Peradi Bersatu Kandas Lagi, Quo Vadis?
Utama

Peradi Bersatu Kandas Lagi, Quo Vadis?

Tidak dapat diprediksi sama sekali. Ketiga kubu tampaknya saling balik badan.

Oleh:
Normand Edwin Elnizar
Bacaan 4 Menit

Alternatif kedua sepakat dengan Munas Luar Biasa dengan sistem baru one man one vote. “Tapi tim saya bilang syaratnya Pak Otto nggak boleh mencalonkan diri. Kalau begitu nggak fair dong, hak orang dilanggar,” kata Otto lagi. Pihaknya mengaku sebenarnya bersedia mengalah untuk usul sistem baru one man one vote. Cara itu berbeda dari yang tertulis di anggaran dasar Peradi kepemimpinannya saat ini yang memilih Ketua dengan perwakilan.

Luhut menjelaskan bahwa menyatukan Peradi yang telanjur pecah tiga kubu harus bertahap. Itu sebabnya ia mengusulkan fokus lebih dulu pada aspek menjaga standar profesi lewat satu Dewan Kehormatan Pusat. “Bentuk organisasi yang tidak memuaskan semuanya ternyata menimbulkan perpecahan. Kepengurusan menyatu kan tidak semudah membalik tangan, selalu mencari konsep,” katanya.

Luhut merujuk Ikadin (Ikatan Advokat Indonesia) dan Peradin (Persatuan Advokat Indonesia) yang juga terpecah dalam sejarah oraganisasi profesi advokat. “Artinya masih cari bentuk yang pas dan efektif,” Luhut menambahkan.

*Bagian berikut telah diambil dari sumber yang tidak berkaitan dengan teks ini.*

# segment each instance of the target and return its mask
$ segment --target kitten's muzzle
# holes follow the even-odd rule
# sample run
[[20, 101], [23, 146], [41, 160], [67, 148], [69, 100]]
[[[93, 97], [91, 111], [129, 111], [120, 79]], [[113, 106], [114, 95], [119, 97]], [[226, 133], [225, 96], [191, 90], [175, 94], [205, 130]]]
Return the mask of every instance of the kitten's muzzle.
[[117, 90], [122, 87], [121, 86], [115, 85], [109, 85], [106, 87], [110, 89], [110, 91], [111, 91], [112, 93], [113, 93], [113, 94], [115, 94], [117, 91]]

Bagi Luhut, separuh masalah Peradi bisa selesai dengan penyatuan Dewan Kehormatan Pusat. Secara bertahap standar profesi advokat Peradi akan meningkat diikuti kesolidan Peradi. “Kita harusnya melangkah maju, tapi mereka maunya Munas saja berdasarkan anggaran dasar yang lama, dianggap tidak relevan kalau bicara kode etik, ya sudah selesai bubar,” Luhut menegaskan pendapatnya.

Juniver Girsang menjelaskan ada empat hal yang pada awalnya ia harap bisa disepakati ketiga kubu Peradi. Pertama adalah Munas bersama. Selanjutnya, Ketua Umum tiap kubu dan yang pernah menjadi Ketua tidak boleh mencalonkan diri lagi. Ketiga, siapapun yang terpilih harus didukung penuh oleh ketiga Peradi. Keempat, sistemnya one person one vote agar terbuka sosok siapa yang dikehendaki anggota. “Agar tidak ada lagi yang selama ini terjadi di Peradi soal kepentingan golongan, kepentingan organisasi lama, kepentingan senioritas,” ujarnya.

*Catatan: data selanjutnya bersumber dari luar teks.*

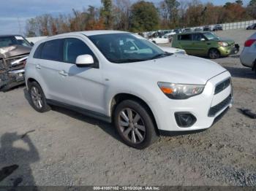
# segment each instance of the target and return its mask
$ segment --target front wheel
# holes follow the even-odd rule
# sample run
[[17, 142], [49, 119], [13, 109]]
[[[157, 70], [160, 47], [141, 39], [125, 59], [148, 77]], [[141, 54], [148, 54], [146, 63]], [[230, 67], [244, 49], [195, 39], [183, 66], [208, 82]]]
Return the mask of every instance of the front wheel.
[[213, 48], [209, 50], [208, 56], [211, 59], [217, 59], [220, 58], [220, 53], [218, 50]]
[[117, 106], [114, 122], [124, 142], [132, 147], [145, 149], [157, 139], [147, 109], [135, 101], [126, 100]]
[[36, 82], [29, 84], [29, 93], [31, 106], [35, 110], [42, 113], [50, 109], [50, 106], [46, 103], [46, 98], [42, 87]]

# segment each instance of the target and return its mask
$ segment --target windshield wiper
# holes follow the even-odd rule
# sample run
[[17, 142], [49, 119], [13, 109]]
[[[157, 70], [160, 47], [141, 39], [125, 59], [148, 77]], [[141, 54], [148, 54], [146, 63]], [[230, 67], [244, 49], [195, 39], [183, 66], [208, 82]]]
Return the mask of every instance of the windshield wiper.
[[160, 58], [162, 58], [164, 56], [168, 56], [168, 55], [173, 55], [172, 53], [168, 53], [168, 52], [158, 54], [158, 55], [156, 55], [155, 56], [153, 56], [151, 58], [150, 58], [150, 60]]
[[122, 59], [122, 60], [118, 60], [115, 61], [115, 63], [135, 63], [135, 62], [142, 62], [146, 61], [146, 59], [132, 59], [132, 58], [127, 58], [127, 59]]

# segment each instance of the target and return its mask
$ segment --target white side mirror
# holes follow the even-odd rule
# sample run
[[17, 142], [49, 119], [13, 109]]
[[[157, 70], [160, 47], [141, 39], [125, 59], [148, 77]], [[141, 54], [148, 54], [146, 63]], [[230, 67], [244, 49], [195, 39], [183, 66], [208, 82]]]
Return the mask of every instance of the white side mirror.
[[86, 67], [93, 63], [94, 63], [94, 58], [90, 55], [78, 55], [75, 61], [75, 64], [80, 66]]

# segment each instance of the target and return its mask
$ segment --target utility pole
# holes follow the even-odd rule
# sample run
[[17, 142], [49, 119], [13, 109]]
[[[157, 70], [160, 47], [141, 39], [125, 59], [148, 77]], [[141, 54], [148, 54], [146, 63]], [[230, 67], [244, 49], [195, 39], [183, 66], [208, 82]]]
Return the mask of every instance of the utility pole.
[[20, 25], [20, 19], [19, 17], [17, 17], [17, 21], [18, 21], [18, 25], [19, 27], [19, 34], [21, 35], [21, 25]]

Juniver berharap rekan-rekannya sesama senior mengembalikan orientasi Peradi sebagai wadah pengabdian. Berbagai kepentingan selain pengabdian agar disingkirkan sehingga membuka jalan regenerasi yang sehat. “Saya berharap regenerasi yang riil, kami orang-orang tua sudah cukup jadi penasehat, memberi support, saya siap regenerasi, terdepan meminta regenerasi, karena sumber konflik itu para senior ini,” katanya.

“Peradi yang orangnya pintar-pintar mestinya bisa mengatur diri, yang katanya profesi terhormat, kalau tidak bisa malah jadi egois,” Juniver menambahkan. Ia mengaku enggan dengan pola organisasi lama yang cenderung menghambat Peradi berkembang sebagai organisasi profesional. Sistem pemilihan oleh perwakilan yang tidak cukup demokratis melanggengkan lingkaran terdekat di sekitar Ketua yang menjabat.

Ketika ditanya apakah harapan bersatu sudah kandas total, ketiganya menjawab agak berbeda. “Tinggal lapor Menkopolhukam, semua merasa ada vested interest, jadi melihat ke belakang bukan ke depan agar profesi ini baik,” kata Luhut. Ia terlihat tidak optimis lagi dengan janji bersatu yang dibuat awal tahun ini.

“Setelah saya pelantikan tanggal 15 Januari 2021 akan coba dilihat lagi. Saya masih berharap masih bisa diselesaikan lah. Belum final, belum lapor Menkopolhukam,” Otto memberikan jawabannya.

Terakhir, Juniver meminta didoakan secara khusus untuk para senior. “Doakan deh para senior sadar, bergandengan tangan, mengubah pemikiran destruktif, bersatu, menjadi solid, itu yang saya harap terjadi di tahun 2021,” katanya. Juniver mengaku sudah menyiapkan laporan untuk Menkopolhukam di awal tahun 2021 untuk menghargai upayanya. “Ternyata perlu upaya lebih serius lagi dari advokat Indonesia,” Juniver menambahkan.